American mathematician and academic (born 1943)

Beverly Jacques Anderson (born September 10, 1943) is an American mathematician and emeritus professor at the University of the District of Columbia. In the 1990s she worked at the National Academy of Sciences as Director of Minority Programs for the Mathematical Sciences Education Board, and led the Making Mathematics Work for Minorities program.

== Early life and education ==
Anderson grew up in the 7th Ward of New Orleans in a time of segregation. She was born to Alvin Joseph and Dorothy Ann, who never finished high school. Anderson attended Valena C. Jones School, an elementary school. She attended a high school for African-Americans, where she excelled in mathematics. She earned a bachelor's degree in mathematics at Dillard University. She was the first member of her family to leave New Orleans when she moved to Howard University for graduate school. She completed a PhD at the Catholic University of America in 1978.

== Research and career ==
Anderson began teaching mathematics at the University of the District of Columbia in 1969. She was awarded one of the faculty awards from the White House Initiative for Historically Black Colleges and Universities. She took a leave of absence to join the National Research Council of the National Academy of Sciences in 1988, where she launched the Making Mathematics Work for Minorities program. The program had three aims: to attract national attention to the need for minority students in mathematics, to identify best practice in mathematics education for minority students and develop a national strategy and alliance to improve mathematics education. She ran a series of workshops around the country, sharing ideas about how to help minorities excel in mathematics. Anderson argued that teaching mathematics without acknowledging the cultural bias that favoured students aligned with European tradition could significantly disadvantage people of colour.

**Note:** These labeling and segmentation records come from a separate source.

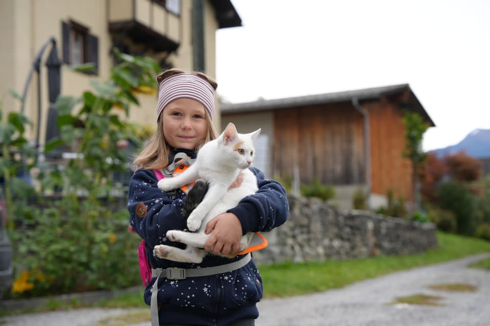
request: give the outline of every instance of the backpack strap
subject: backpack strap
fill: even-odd
[[[172,178],[179,175],[188,169],[195,161],[195,158],[190,158],[185,153],[180,152],[175,154],[173,161],[166,168],[160,170],[154,170],[153,172],[155,173],[157,180],[160,181],[164,178]],[[193,185],[193,183],[186,184],[180,188],[187,194]],[[172,198],[175,197],[175,190],[167,192],[167,194]]]
[[[168,267],[168,268],[154,268],[152,269],[152,276],[157,278],[157,279],[155,280],[155,282],[152,286],[152,298],[150,303],[152,326],[159,326],[160,324],[158,320],[158,302],[157,300],[159,279],[165,278],[169,280],[183,280],[188,277],[208,276],[226,273],[241,268],[247,265],[251,259],[252,256],[249,253],[239,260],[236,260],[229,264],[212,267],[188,269]]]

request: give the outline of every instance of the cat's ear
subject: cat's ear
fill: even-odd
[[[226,126],[225,131],[222,134],[223,138],[223,144],[227,145],[232,143],[238,137],[238,132],[236,131],[236,127],[235,125],[230,122]]]
[[[258,137],[259,134],[260,133],[260,128],[259,128],[253,132],[250,133],[250,137],[252,137],[252,140],[255,140],[257,139],[257,137]]]

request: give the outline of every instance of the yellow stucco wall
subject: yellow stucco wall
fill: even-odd
[[[57,41],[58,56],[62,60],[61,22],[72,19],[89,28],[89,33],[99,38],[99,74],[90,76],[72,71],[69,67],[63,64],[62,67],[63,94],[81,96],[84,90],[89,89],[91,79],[106,79],[108,76],[112,60],[109,55],[113,43],[109,33],[108,18],[110,17],[127,16],[122,10],[131,5],[131,0],[120,1],[121,11],[109,12],[111,2],[114,0],[2,0],[0,1],[0,71],[3,78],[0,79],[0,97],[3,98],[5,108],[18,111],[20,104],[11,98],[8,90],[11,88],[19,94],[22,93],[27,76],[37,53],[51,37]],[[122,6],[124,5],[124,6]],[[138,10],[143,11],[152,5],[149,0],[136,0],[137,14]],[[177,53],[172,55],[169,61],[175,67],[191,70],[192,69],[192,48],[191,43],[192,2],[182,0],[181,16],[168,13],[162,15],[160,11],[153,17],[146,17],[153,20],[156,30],[166,29],[171,38],[178,39],[180,46]],[[215,32],[217,23],[212,5],[207,2],[205,6],[205,47],[207,72],[215,77]],[[141,20],[144,20],[141,12]],[[168,19],[164,24],[155,22],[158,17],[166,16]],[[160,31],[161,32],[161,31]],[[41,117],[40,134],[41,143],[45,133],[45,119],[48,107],[47,76],[44,63],[50,49],[44,51],[41,67],[42,105],[43,112]],[[150,53],[149,54],[152,54]],[[24,113],[37,125],[37,77],[33,76],[27,98]],[[132,110],[130,119],[142,124],[152,124],[155,121],[156,96],[140,96],[141,107]],[[217,103],[216,103],[217,106]],[[215,122],[219,126],[219,113]],[[219,129],[219,128],[218,128]],[[33,139],[36,130],[28,131],[28,135]]]

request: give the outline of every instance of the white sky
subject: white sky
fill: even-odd
[[[490,129],[489,0],[232,0],[216,34],[232,103],[408,83],[436,127],[426,150]]]

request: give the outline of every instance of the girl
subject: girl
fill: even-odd
[[[208,255],[201,263],[192,264],[153,254],[157,244],[182,246],[169,240],[165,234],[168,230],[186,228],[182,213],[185,193],[180,189],[172,193],[160,190],[155,170],[172,166],[174,157],[182,156],[180,153],[195,158],[203,144],[217,137],[212,124],[215,82],[202,73],[175,69],[159,75],[157,82],[157,132],[133,162],[137,170],[130,181],[128,203],[130,223],[144,240],[152,266],[168,268],[164,275],[168,278],[154,277],[144,292],[145,302],[152,306],[152,324],[253,325],[259,314],[256,303],[263,293],[262,279],[253,259],[241,255],[230,259]],[[243,234],[268,231],[285,222],[289,207],[284,187],[265,180],[258,169],[252,170],[259,190],[208,223],[206,233],[212,233],[206,250],[215,254],[236,254]],[[239,177],[232,186],[240,182]],[[227,269],[227,266],[232,267]],[[219,271],[213,273],[213,270]],[[199,271],[204,276],[186,277],[174,271],[189,275]]]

Anderson identified that minority students enrolled in two-year college programs were 20% less likely to earn a bachelor's degree than those who started in four-year programs. She emphasized that school mathematics programs needed to be maintained long-term, for magnet schools to support the teaching profession and for comprehensive four-year college programs.

In her 40-year career at the University of the District of Columbia, Anderson was a Professor of Mathematics, Mathematics Department Chair, and Dean of the College of Arts and Sciences. She was made Provost and Vice President of Academic Affairs in 1997; however her appointment as provost was rescinded in 1999 after it was deemed to have been made without a proper search. She remained as a consultant on the National Academy of Sciences mathematics education program, serving as a consultant for the Everybody Counts report in 2000. In 2013 Anderson was appointed to the Prince George's County School Board.